I'd say anything between 100 and 1000 would probably be a good compromise between list size and coverage.
The only disadvantage I see from a bigger local skiplist is some local CPU usage for every uri in a email. Most pc's have plenty of CPU power ;-) If this could become a problem, I can lower or optimise the local checking. Are there any other disadvantages?
One reason SpamAssassin didn't want to hard code too many domains into their local whitelist was in case we needed to withdraw any, i.e. because they started spamming. The time between code releases can be many months, and some people may never update, so they wanted to be sure to get very hammy domains into that list. (While Yahoo and Microsoft probably aren't going to start spamming any time soon, that may be less certain about some of the less commonly seen domains.)
But I'm glad that you're trying to minimize the DNS queries.
Jeff C. -- "If it appears in hams, then don't list it."
Hi Jeff
- I've added a local skiplist with about top half of the public
"whitelist", no need to query those.
When you say half, that may be more than optimal (should be about 5000 records). SpamAssassin is using the top 125, which worked out to about the 50%th percentile of all whitelist hits when we first set this up. (Now that result is skewed *because* SpamAssassin isn't checking those 125 any more, but their snapshot of the 125 is still probably useful.
I'd say anything between 100 and 1000 would probably be a good compromise between list size and coverage.
The only disadvantage I see from a bigger local skiplist is some local CPU usage for every uri in a email. Most pc's have plenty of CPU power ;-) If this could become a problem, I can lower or optimise the local checking. Are there any other disadvantages?
One reason SpamAssassin didn't want to hard code too many domains into their local whitelist was in case we needed to withdraw any, i.e. because they started spamming. The time between code releases can be many months, and some people may never update, so they wanted to be sure to get very hammy domains into that list. (While Yahoo and Microsoft probably aren't going to start spamming any time soon, that may be less certain about some of the less commonly seen domains.)
Worst case is that a spammer gets hold of a few domains inside the skiplist and starts using them. For that it's more usefull to know which domains have the least risk to get in the hands of spammers. This is maybe tricky.
But I'm glad that you're trying to minimize the DNS queries.
Well rather miss a few spams with the plugin than have surbl going away.
Alain
On Saturday, February 12, 2005, 4:25:30 AM, Alain wrote:
The only disadvantage I see from a bigger local skiplist is some local CPU usage for every uri in a email. Most pc's have plenty of CPU power ;-) If this could become a problem, I can lower or optimise the local checking. Are there any other disadvantages?
One reason SpamAssassin didn't want to hard code too many domains into their local whitelist was in case we needed to withdraw any, i.e. because they started spamming. The time between code releases can be many months, and some people may never update, so they wanted to be sure to get very hammy domains into that list. (While Yahoo and Microsoft probably aren't going to start spamming any time soon, that may be less certain about some of the less commonly seen domains.)

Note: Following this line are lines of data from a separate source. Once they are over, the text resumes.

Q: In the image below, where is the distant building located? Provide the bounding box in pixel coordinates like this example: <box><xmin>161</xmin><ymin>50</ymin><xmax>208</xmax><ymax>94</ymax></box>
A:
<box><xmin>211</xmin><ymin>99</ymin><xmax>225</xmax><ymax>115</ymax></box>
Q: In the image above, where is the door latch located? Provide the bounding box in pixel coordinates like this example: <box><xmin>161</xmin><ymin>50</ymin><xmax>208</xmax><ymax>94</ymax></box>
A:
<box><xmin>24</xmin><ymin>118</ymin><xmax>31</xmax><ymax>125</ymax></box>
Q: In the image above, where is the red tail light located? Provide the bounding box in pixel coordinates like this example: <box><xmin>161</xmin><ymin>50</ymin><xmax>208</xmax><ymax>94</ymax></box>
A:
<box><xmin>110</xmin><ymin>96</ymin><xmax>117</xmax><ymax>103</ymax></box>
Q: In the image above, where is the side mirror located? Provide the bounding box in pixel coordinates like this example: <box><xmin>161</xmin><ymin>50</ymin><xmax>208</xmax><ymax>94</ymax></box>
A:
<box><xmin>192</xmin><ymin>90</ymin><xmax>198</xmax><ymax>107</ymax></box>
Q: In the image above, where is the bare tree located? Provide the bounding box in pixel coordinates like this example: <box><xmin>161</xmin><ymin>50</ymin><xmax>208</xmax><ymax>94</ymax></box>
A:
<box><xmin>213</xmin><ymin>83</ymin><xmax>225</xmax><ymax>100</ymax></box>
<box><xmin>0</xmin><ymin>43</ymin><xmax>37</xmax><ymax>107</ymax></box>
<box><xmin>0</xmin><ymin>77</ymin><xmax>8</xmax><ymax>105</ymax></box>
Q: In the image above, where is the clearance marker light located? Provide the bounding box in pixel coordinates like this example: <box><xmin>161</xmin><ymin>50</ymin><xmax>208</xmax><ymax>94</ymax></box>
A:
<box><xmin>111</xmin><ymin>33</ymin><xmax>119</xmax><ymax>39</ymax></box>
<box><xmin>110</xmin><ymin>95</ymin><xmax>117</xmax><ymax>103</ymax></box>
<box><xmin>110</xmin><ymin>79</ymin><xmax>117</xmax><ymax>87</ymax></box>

Worst case is that a spammer gets hold of a few domains inside the skiplist and starts using them. For that it's more usefull to know which domains have the least risk to get in the hands of spammers. This is maybe tricky.

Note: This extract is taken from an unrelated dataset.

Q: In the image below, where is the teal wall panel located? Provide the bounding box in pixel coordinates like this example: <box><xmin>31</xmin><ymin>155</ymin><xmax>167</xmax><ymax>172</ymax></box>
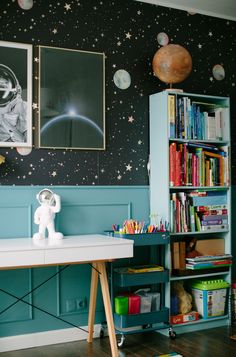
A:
<box><xmin>0</xmin><ymin>186</ymin><xmax>149</xmax><ymax>337</ymax></box>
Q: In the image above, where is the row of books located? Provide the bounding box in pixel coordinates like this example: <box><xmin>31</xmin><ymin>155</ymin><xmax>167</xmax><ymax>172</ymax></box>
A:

One can argue that the more often used domains (e.g., Yahoo) are less likely to go away than the less frequently used ones. If so, then the less frequently appearing ones may be less appropriate for a hard-coded exclusion list.
But I'm glad that you're trying to minimize the DNS queries.
Well rather miss a few spams with the plugin than have surbl going away.
SURBLs are not going away, but we need to keep watch on performance issues, like any system.
Jeff C. -- "If it appears in hams, then don't list it."